Films aren't presented in THX or Dolby Digital; viewers are treated to films presented in groundbreaking Stereo. The paint's peeling off the incandescent-lit sign outside, the bathrooms smell of six decades' worth of urinal mints, and the smell of unfiltered Pall Malls hangs in the fabric of the now smoke-free rooms.
But I didn't go to the movies to simply take in the atmosphere of yesteryear. I'd was there to be supposedly offended, to sit through one and a half hours of jokes aimed squarely at a portion of my ancestry, to supposedly get angry at some British comedian for poking fun at killing Roma (Gypsies - and yeah, I'm, according to one account, at least an 1/8th) and Southerners.
A friend told me I should see the film. She wanted my input. She felt guilty for laughing a jokes about other peoples' cultures. She was pissed, too, because the comedian in question had caused her grandmother, a proud Kazakh who'd immigrated to the U.S. after the Second World War, to break down in tears at a recent get-together when she learned of this Borat character.
* * * *
The friend told me abut her viewing experience in one of those huge, modern multiplexes. She'd gone with a group of coworkers to catch the film's opening. The crowd she'd experienced was a stereotypically diverse urban California crowd - she remembered seeing a line full of representatives from Asian and African cultures, WASPish New Agers intermingled with Hindus in Lamb of God tee shirts.
Going to the movies in Oxford Fucking Ohio is a completely different experience. As one of the least diverse college communities in America, Oxford is a land where anyone without blonde hair and blue/green eyes could qualify as a minority, a place where I've heard words like "nigger," "chink," and "faggot" used more readily by college students than I heard in Louisiana or Virginia.
While waiting to buy my ticket to see this Sacha Baron Cohen guy do his thing, I listened to the audience banter around me.
A group of undergraduate males, dressed in overpriced clothes designed to make them look like COPS rejects fresh from the meth lab, were making fun of a friend who'd blacked out the previous night and recently learned that he'd accidentally fucked a girl without a condom rumored to have the Clap.
Another group in front of me, all dressed like extras from a Panic! at the Disco video, were discussing how their worship of Saint Sylvia Fucking Plath, how they hated the Greek system poseurs who had hijacked their scene, and who were (loudly) worried they'd get caught sneaking malt liquor into the theater.

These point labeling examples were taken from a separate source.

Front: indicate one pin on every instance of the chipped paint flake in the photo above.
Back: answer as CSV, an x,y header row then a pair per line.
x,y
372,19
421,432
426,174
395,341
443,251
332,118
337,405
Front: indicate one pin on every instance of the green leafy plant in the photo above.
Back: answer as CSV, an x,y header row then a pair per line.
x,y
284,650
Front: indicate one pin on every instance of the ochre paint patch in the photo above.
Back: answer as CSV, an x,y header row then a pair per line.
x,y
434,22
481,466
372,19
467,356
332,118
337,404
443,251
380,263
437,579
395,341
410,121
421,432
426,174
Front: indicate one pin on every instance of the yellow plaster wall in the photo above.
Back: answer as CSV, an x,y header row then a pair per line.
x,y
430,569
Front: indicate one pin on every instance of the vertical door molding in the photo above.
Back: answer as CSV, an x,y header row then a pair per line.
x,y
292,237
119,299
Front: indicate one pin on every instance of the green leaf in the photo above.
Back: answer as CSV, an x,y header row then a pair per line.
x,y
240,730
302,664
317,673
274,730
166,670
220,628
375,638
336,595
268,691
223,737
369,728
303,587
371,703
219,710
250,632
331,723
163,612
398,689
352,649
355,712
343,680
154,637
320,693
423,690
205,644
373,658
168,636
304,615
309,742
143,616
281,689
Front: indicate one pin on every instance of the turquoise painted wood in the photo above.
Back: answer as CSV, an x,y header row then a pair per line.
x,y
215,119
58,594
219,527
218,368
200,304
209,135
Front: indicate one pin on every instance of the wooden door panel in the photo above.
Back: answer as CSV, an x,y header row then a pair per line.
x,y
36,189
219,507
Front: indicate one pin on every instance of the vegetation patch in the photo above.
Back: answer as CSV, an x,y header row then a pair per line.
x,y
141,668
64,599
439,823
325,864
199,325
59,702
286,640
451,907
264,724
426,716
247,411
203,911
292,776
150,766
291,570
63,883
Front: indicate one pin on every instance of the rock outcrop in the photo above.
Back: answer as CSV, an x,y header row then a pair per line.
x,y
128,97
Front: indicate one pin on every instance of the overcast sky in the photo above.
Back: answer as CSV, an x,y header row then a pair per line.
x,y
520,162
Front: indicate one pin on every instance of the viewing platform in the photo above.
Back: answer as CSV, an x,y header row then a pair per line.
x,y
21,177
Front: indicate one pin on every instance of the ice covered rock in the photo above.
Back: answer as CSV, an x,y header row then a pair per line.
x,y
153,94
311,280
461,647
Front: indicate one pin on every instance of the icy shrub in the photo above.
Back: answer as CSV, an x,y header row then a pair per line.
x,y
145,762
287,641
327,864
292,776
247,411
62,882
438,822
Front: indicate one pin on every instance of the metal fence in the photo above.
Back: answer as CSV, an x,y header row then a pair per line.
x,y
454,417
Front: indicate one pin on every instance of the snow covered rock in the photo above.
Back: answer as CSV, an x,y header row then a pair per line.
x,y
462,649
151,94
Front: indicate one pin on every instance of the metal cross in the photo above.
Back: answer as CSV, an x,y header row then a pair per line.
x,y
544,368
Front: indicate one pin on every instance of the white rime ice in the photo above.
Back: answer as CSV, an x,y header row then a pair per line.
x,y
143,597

I was one of three people over 24 in line to buy a ticket for this fucking movie. The people working at the theater represented the only black contingent, the few international students, a group of Chinese girls (Peking region, I'm guessing, given the accent) in line to watch some Christmas-based comedy, filling out the remainder of the diverse crowd.
I'd heard that Borat! included a scene involving something called the Running of the Jew, an imaginary Kazakh village festival.
For some reason, I was hoping - praying - that the flick didn't give the whitest of the WASP Higher Ed kids any ideas.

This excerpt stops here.